Eric Grodsky awarded NIA sub award, Why Education Shapes Risk for Alzheimer’s and Dementia Focus of Major Study

Alzheimer’s and dementia research is getting a big boost after the National Institute on Aging awarded scientists a large grant to study how education affects the development of Alzheimer’s disease and related dementias. Led by Chandra Muller at The University of Texas at Austin, the grant brings together an interdisciplinary team of neurologists, neuropsychologists, sociologists, education scientists, survey methodologists, biostatisticians, and neuroimaging experts from eight universities. Eric Grodsky, chair of UW-Madison’s Sociology department, and CDHA affiliate, is a co-Principal Investigator on this work.

Over the next five years, the $50.3 million grant will support re-contacting surviving members of the National Longitudinal Study of the High School Class of 1972—a nationally representative and highly diverse sample of over 14,000 Americans first interviewed as high school seniors in 1972—and gather extensive physical, biographical, and neurological data.
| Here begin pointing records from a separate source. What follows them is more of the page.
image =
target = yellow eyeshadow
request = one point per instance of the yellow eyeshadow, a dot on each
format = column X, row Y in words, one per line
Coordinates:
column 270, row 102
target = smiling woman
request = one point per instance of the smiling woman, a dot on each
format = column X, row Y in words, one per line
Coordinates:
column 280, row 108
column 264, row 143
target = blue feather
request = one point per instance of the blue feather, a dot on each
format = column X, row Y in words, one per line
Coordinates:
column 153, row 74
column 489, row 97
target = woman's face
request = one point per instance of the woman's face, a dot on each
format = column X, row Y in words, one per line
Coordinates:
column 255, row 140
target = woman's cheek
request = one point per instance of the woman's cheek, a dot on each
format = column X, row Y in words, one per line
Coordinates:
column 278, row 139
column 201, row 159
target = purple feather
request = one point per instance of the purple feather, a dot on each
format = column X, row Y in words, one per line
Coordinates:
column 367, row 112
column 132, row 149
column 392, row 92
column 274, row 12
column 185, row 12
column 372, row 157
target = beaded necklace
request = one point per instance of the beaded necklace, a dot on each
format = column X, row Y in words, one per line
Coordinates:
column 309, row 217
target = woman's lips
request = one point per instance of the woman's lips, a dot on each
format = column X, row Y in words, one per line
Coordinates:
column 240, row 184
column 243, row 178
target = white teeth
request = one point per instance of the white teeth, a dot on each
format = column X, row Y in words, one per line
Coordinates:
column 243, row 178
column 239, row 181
Data will be collected from the participants, all of whom will be around age 70, through in-home interviews, health and wellness exams that include whole blood collection, and (for 500 people near one of five regional centers) brain scans.
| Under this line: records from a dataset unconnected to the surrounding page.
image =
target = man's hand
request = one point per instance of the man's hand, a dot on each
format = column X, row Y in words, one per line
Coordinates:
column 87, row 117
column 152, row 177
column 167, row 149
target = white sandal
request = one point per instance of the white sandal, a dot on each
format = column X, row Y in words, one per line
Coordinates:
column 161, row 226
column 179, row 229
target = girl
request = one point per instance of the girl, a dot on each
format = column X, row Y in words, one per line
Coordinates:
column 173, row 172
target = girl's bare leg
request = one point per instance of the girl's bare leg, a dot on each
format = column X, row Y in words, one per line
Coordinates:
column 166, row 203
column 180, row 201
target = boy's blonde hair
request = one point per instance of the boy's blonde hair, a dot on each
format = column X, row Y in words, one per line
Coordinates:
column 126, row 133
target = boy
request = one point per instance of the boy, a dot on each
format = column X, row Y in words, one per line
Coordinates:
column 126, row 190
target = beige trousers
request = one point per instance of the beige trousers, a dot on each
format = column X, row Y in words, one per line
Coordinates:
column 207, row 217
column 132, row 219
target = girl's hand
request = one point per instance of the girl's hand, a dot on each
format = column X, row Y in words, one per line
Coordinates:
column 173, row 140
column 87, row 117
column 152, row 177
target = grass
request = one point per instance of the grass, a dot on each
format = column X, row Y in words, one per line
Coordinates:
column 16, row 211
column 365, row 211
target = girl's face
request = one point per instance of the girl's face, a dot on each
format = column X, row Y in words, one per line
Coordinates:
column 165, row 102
“We know that people with higher educational attainment have better average outcomes in later-life cognitive functioning and are less likely to have early Alzheimer’s disease and related dementias,” said Chandra Muller. “What we don’t know yet is how, why, or for whom education protects people. This has made it difficult to design effective early-life interventions.”

This multi-pronged approach will study in extraordinary depth a large, nationally representative sample from high school through old age to yield unprecedented data in terms of its breadth and representation during key inflection points in the trajectory of cognitive decline. The goal is to tease out how much education matters in the context of factors such as socioeconomic status and race/ethnicity. The goal is also to better inform early-life interventions, like the best ways to improve modifiable educational policies to reduce disparities in and later incidence of Alzheimer’s and related dementias

To complement these goals, each institution involved in the award includes an investigator devoted to community engagement, a milestone step in gathering biomarker data from underrepresented populations. Other Principal Investigators include Professor Rob Warren at the University of Minnesota, both in sociology; Jennifer Manly and Adam Brickman in neurology at Columbia University. Professors Mark Hayward and Paul Rathouz from sociology and Dell Medical School at UT Austin are also on the project as researchers. Other collaborating institutions include the University of California San Diego, the University of Houston, NORC at the University of Chicago, Pennington Biomedical Research Center at Louisiana State University, and Rush University in Chicago.

This study is supported by the National Institute on Aging, part of the National Institutes of Health, grant number 1R01AG078533-01. The content is solely the responsibility of the authors and does not necessarily represent the official views of the National Institutes of Health.